Using host-responses and pathogen genomics to improve diagnostics for tuberculosis in Bandung, Indonesia
Lead Research Organisation:
London School of Hygiene & Tropical Medicine
Department Name: Infectious and Tropical Diseases
Abstract
Tuberculosis disease (TB) is a major public health issue in Indonesia with over one million cases and 123,000 deaths in 2016 alone. Worldwide, the World Health Organisation estimates that there are nine million new TB cases and nearly two million deaths each year.

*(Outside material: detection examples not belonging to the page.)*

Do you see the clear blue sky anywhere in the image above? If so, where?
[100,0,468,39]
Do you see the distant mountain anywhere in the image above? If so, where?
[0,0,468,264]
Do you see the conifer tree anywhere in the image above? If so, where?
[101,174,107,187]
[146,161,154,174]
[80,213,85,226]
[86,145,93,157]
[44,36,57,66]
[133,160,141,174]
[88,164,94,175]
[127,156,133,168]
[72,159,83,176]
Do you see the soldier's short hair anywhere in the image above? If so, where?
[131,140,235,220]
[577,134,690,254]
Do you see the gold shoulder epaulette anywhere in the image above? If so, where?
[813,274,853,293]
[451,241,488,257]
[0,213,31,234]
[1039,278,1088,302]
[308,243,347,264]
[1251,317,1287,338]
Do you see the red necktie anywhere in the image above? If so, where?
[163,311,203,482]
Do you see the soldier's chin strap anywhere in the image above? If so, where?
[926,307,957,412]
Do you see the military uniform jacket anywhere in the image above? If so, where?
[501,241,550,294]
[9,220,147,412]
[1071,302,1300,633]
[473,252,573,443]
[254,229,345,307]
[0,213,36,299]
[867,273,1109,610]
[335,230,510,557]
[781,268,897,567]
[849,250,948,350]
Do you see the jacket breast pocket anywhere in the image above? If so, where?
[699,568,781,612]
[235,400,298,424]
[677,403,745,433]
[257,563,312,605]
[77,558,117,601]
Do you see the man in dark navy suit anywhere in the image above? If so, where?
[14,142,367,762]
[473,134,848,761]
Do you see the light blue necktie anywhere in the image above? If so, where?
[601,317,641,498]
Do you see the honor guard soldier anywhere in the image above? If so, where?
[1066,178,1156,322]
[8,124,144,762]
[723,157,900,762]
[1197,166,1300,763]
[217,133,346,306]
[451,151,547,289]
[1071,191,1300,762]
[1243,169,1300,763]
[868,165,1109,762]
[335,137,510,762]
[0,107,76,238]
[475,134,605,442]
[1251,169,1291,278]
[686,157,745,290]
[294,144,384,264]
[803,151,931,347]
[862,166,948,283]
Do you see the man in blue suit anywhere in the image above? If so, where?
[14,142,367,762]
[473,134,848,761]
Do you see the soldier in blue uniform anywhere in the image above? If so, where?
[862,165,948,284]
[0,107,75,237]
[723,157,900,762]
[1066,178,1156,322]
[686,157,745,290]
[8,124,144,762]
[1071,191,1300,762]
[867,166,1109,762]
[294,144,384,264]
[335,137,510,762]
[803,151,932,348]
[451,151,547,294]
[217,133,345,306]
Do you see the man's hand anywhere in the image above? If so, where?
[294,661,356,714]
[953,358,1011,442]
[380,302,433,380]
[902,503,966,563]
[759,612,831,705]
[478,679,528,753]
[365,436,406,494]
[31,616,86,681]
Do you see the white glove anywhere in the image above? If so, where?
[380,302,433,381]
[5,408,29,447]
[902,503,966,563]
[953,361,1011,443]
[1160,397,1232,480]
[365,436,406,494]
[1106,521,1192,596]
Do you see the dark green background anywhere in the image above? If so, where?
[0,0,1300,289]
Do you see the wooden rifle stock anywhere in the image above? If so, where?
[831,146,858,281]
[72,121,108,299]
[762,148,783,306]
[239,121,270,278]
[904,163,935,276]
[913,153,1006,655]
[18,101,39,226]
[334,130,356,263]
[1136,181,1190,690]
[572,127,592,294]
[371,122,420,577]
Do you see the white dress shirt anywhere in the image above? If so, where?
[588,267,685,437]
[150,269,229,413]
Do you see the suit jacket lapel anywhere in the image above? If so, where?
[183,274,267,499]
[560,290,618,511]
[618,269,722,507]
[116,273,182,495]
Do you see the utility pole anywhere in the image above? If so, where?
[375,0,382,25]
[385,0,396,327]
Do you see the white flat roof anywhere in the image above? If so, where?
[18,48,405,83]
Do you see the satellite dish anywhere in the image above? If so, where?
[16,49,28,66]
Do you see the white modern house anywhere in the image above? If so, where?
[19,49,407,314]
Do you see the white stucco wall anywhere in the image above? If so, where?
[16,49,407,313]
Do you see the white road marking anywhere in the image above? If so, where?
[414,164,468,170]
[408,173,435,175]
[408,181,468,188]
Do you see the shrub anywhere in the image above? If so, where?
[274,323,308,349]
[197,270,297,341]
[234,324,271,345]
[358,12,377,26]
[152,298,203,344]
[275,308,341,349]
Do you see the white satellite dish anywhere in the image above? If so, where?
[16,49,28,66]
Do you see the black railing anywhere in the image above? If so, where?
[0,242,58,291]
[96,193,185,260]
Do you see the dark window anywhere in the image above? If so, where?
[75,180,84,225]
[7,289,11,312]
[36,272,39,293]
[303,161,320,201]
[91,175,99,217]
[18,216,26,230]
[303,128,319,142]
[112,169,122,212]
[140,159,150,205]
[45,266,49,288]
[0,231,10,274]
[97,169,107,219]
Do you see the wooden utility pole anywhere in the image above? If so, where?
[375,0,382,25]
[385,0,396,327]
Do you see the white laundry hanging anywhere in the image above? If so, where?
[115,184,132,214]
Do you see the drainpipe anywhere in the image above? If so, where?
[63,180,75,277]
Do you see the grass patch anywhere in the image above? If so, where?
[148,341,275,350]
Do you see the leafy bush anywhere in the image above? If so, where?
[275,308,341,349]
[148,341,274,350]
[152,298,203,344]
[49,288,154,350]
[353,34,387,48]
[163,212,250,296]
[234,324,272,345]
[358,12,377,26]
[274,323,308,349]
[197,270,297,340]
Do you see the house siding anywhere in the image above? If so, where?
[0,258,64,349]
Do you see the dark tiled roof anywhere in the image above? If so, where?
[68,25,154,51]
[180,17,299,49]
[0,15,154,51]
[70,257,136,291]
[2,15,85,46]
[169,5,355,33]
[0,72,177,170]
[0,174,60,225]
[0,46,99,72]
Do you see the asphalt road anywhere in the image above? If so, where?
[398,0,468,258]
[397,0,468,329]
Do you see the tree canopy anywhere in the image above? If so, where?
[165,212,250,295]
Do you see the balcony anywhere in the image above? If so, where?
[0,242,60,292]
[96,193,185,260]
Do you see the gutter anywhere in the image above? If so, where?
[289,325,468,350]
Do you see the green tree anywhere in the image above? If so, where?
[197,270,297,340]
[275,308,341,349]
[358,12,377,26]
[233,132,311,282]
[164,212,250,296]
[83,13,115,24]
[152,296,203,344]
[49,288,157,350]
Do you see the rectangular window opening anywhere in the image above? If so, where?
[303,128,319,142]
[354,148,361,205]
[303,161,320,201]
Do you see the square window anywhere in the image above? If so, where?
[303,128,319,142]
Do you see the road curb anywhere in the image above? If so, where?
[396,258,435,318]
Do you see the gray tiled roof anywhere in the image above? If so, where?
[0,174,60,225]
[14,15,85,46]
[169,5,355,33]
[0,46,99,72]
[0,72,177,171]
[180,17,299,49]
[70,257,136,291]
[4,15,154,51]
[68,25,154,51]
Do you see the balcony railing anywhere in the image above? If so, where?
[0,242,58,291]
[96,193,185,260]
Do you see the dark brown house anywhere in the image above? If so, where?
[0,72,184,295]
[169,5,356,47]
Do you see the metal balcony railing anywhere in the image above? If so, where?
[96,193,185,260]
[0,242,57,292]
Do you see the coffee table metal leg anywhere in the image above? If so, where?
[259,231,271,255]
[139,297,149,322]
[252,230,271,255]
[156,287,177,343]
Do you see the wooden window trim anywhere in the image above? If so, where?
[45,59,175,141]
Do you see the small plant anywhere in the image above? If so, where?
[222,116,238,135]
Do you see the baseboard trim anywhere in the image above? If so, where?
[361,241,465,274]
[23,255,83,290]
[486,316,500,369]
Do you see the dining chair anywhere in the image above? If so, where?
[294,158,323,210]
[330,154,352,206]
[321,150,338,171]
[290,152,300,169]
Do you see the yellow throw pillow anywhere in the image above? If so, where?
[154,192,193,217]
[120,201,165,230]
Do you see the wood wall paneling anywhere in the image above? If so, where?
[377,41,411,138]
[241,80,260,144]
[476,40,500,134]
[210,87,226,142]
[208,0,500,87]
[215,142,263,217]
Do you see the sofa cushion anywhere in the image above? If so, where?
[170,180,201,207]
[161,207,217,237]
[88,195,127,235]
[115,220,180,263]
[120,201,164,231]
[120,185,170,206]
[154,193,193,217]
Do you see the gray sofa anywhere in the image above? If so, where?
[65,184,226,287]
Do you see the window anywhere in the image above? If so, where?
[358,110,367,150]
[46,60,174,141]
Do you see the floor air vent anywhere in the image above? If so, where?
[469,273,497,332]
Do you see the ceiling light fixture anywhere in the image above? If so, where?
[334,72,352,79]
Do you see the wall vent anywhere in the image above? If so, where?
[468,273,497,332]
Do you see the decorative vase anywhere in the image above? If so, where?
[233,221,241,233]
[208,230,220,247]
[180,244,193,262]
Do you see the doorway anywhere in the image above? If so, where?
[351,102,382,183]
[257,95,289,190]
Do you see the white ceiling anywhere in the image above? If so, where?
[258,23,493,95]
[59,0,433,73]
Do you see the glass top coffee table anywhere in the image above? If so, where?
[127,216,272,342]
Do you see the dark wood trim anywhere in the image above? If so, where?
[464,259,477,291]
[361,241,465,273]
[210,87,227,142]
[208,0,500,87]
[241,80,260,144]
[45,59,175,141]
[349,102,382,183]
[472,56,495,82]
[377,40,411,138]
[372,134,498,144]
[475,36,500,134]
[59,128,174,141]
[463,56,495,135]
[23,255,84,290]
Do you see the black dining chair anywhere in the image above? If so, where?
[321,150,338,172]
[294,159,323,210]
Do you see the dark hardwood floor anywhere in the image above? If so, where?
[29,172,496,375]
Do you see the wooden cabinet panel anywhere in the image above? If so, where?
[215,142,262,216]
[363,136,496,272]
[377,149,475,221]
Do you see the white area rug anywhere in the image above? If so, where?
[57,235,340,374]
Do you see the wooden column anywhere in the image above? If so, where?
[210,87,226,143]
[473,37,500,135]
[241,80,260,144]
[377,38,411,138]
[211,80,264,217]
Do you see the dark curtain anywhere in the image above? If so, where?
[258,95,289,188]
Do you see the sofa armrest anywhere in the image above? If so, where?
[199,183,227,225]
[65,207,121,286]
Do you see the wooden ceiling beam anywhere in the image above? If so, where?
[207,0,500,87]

The increasing prevalence of multi-drug resistance strains is making disease control difficult. Until today, diagnosing active TB, especially in the early stages, is difficult and requires a sputum sample. In addition, current treatment takes more than 6 months of therapy, with diagnostics unable to help identify early treatment failure. An eventual diagnosis of drug resistance may mean extended further treatment for 2 years.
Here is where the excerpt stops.